Asking for help is a sign of weakness.


It is NOT a sign of weakness to ask for help! Asking for help is a sign of strength, wisdom, and understanding of self. Letting supportive friends and family into your life is, as well as accepting help, prevents burn out and future resentment to those around you.




Mothering is intuitive and comes naturally.


While some seem to have a knack for it, for many, mothering is simply not instrinctive. Like any other profession, parenting requires skills to be learned and practiced, which takes time and hard work. Unfortunately, there is no manual that comes with a child. Mothering is learned over time...after many lessons have been learned and mistakes have been made.




You won't miss the life you had pre-baby.

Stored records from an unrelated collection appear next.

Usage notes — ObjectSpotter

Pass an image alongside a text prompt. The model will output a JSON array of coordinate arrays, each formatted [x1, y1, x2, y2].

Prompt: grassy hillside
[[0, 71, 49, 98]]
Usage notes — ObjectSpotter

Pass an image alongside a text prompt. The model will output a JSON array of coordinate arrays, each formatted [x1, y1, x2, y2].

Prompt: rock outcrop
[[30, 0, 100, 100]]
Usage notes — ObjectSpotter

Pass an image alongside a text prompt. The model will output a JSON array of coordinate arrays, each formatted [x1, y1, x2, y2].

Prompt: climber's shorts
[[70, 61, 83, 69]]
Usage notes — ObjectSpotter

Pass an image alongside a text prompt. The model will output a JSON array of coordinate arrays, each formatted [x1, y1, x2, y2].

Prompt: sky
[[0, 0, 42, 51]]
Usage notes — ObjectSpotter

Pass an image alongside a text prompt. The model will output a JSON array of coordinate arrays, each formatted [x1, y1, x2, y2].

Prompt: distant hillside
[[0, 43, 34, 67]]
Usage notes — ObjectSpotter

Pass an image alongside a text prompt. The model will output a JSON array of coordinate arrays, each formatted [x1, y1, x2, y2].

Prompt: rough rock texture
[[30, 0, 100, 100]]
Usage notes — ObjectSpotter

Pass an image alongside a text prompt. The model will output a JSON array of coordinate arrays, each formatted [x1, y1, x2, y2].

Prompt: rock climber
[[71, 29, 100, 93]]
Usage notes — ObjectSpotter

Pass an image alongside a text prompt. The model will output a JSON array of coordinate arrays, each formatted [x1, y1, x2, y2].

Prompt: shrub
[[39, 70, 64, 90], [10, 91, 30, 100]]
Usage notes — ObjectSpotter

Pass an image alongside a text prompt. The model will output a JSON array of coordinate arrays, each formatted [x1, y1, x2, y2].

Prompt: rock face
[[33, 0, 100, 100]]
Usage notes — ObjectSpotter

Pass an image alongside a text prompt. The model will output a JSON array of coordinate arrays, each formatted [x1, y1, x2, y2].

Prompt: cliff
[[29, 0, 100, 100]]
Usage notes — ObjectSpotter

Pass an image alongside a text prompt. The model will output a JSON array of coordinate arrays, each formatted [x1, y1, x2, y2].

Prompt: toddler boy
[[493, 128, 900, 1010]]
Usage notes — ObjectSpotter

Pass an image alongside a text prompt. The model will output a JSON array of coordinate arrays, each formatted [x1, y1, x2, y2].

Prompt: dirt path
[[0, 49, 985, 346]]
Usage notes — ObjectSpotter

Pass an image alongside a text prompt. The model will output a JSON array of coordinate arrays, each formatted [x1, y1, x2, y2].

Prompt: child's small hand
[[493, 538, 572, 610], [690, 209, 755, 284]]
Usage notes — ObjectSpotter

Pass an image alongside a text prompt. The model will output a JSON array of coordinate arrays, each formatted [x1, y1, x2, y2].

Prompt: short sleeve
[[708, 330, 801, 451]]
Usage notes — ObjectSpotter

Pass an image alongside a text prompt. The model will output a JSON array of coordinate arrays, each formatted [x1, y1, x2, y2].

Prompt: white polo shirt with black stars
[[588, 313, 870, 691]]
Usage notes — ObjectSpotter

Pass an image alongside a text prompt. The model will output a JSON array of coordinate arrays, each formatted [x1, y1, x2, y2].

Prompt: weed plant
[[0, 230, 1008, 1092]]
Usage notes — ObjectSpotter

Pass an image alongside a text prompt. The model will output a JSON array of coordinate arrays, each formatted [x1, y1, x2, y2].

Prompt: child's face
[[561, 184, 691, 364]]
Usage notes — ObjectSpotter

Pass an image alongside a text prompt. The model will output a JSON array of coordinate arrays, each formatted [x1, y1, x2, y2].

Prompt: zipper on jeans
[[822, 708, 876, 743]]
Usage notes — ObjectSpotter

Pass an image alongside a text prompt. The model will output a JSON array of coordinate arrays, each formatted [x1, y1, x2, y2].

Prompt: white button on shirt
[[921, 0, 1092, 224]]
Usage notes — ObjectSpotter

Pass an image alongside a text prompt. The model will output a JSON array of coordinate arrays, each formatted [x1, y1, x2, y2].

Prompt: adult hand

False! It is completely normal to feel a sense of loss after having a baby; many things have been given up: freedom, independence, sleep, relaxation...the list goes on. It's important to talk about these things and recognize there are ways to incorporate what has been lost into your new role as a mom. They may look a little different, but your two roles can co-exist.




Putting your own needs before your family's is selfish.


Absolutely not. You can't take care of other people if you aren't taking care of yourself. Unfortunately, self-care and parenting don't often feel like two things that can co-exist in our lives. But pursuing your own desires and interests is imperative in being a good mom and partner.




It took so long to become a parent - now I need to enjoy every single minute of motherhood.


Bringing a healthy baby into the world is a beautiful thing, especially after you've been told it wouldn't happen, or have experienced loss. However, that doesn't mean all the realities of parenting go away. The same feelings and frustrations of parenting exist for you just like every other parent. You can be extremely grateful for your child and also feel symptoms of anger, depression, anxiety, etc. at the same time.




Good moms like their kids all the time.


Is there anyone that you can like ALL the time? Our children develop personalities of their own, and just like adults, they are not always easy to get along with. We can still love our kids and also not like them at the same moment.